Amy Donaldson: Smitten with mittens: 2010 Winter Olympic fans caught red-handed with souvenirs
Olympic official says merchandise sales goal has already been met
Amy Donaldson , Amy Donaldson
VANCOUVER — Everyone, it seems, is smitten with the official Olympic mitten.
It was not, however, love at first sight for some of those who first saw the red, knit mittens, which bear the Olympic rings on the front and the maple leaf on the palm.
"I got them as part of my volunteer uniform," said Steven Flynn, a Richmond, British Columbia, resident who volunteers at the speedskating oval. "I wasn't that excited about them."
In hopes of injecting a little Olympic spirit into the family's Christmas celebration, however, he got on the computer to order the mittens for his family and friends.
"I went to try and order them as stocking stuffers, and they were sold out," Flynn said. "That was a surprise for me."
Whatever the original reaction to the gloves, they are the tiny, red rock stars of the 2010 Games. So many people sport them, they've become one of the most recognized symbols of the Games. At about $22 a pair, the mittens may not be practical (not waterproof in usually rainy Vancouver) but they are patriotic.
"We just wanted something from the Games for everyone," said Flynn, admitting they're really warm. "It's nice, too, because some of the money goes to support the Canadian Olympic team."
The Flynns aren't the only ones excited to wear their Canadian pride. Thousands stand in lines at the Official Super Store, from the time it opens at 9 a.m. until it closes at midnight, in hopes of snagging the colorful and stylish merchandise.

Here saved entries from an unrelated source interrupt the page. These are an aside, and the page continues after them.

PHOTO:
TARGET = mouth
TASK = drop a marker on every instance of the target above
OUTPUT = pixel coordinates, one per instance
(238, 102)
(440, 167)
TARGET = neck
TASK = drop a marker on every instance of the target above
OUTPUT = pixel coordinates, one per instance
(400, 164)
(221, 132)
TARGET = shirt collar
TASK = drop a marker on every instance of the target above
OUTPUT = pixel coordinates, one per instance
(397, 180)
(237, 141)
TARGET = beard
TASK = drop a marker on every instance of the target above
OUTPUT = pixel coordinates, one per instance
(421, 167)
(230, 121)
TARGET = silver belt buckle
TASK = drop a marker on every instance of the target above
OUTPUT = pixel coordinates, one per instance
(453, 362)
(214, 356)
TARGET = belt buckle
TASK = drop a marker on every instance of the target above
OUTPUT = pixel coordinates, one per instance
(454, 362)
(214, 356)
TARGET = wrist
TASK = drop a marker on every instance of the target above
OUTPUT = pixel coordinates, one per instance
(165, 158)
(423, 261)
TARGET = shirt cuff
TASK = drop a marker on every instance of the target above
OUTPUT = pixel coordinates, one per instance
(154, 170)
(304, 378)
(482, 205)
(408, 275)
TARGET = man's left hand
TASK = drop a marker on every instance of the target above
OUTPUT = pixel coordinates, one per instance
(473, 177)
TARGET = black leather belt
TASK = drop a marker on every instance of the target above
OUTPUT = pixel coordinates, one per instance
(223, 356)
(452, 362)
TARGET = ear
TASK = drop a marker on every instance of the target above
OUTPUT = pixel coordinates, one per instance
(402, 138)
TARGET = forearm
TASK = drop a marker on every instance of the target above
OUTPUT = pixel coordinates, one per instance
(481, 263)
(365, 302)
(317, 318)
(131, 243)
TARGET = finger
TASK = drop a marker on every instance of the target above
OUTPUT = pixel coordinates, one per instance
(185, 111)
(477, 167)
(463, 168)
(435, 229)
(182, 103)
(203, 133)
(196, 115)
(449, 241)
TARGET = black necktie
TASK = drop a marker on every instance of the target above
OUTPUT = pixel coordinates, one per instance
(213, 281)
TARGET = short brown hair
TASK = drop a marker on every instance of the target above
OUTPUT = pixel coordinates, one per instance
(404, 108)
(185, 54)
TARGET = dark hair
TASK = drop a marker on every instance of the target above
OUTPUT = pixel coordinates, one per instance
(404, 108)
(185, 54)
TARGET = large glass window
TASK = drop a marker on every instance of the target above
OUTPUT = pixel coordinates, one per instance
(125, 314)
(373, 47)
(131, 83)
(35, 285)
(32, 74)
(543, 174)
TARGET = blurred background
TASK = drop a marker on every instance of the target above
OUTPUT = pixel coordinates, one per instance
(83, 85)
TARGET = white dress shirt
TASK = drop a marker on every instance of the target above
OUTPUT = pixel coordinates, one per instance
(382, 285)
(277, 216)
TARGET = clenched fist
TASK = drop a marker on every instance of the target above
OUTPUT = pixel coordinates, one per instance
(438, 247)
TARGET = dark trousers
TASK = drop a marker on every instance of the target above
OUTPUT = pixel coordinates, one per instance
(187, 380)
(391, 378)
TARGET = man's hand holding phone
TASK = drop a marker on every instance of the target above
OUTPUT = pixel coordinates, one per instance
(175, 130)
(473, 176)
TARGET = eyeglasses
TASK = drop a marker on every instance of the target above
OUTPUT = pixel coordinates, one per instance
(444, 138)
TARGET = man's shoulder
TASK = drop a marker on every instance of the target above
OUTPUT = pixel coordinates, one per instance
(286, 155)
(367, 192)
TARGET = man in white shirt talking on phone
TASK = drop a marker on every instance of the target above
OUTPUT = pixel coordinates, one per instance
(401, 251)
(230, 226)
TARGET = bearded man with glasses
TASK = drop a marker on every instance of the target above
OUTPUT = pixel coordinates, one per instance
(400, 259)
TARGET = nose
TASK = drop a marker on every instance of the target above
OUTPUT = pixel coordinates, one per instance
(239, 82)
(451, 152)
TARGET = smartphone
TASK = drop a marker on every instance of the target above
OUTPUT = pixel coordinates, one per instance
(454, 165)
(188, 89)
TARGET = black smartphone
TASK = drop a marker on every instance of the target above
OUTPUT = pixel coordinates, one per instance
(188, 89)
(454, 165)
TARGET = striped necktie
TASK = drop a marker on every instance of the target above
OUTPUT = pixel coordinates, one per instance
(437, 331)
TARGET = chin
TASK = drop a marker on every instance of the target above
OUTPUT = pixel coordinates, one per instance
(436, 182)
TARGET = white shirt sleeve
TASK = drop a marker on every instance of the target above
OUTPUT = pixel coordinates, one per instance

"We've had a tremendous amount of interest in our super store," said Vancouver Organizing Committee chief press officer Renee Smith Valade. "There is a lineup outside to get in virtually all the time. We're very happy with the response and the sales, so much so that we're considering extending the hours."
In fact, merchandise sales have so far exceeded expectations and may be what offset the cost of canceling about 28,000 tickets at events at Cypress Mountain, estimated to cost organizers $1.5 million.
"This money will offset the challenges at Cypress and a few others that have experienced unexpected costs," said Tim Gayda, who oversees venues for VANOC. "We're halfway through the Games and we've already met our sales goals for merchandise."
In addition to losing the revenue from ticket sales, VANOC has spent hundreds of thousands of dollars bringing snow to Cypress by plane and truck since January. The efforts to build courses out of wood and hay bales and then cover them with snow began in earnest before any fans or athletes arrived for the games.
While athletes have universally complimented the course conditions, fans have not always had such pleasant experiences.
Sara Kneller is from Australia and spent more than $600 on tickets to various ski cross events. Those tickets were canceled, and while her group has been able to get tickets to one event, they have no hope of recovering any of their money because they bought the tickets from a third party. VANOC is only reimbursing the original buyers of tickets.
Executive vice president for VANOC Dave Cobb said Gayda has spent most of his time dealing with issues at Cypress, which include lack of food and drink for fans.
"We have had some lineups at our food and beverage operations," said Cobb. "We have some inherent limitations (at the site)."
Even with the admission that some people will not be able to buy food or drink, and others are out money they'll never recover, Gayda believes the troubled Cypress venue is one of VANOC's triumphs.
"I truly believe it's one of the great success stories of our Games," he said.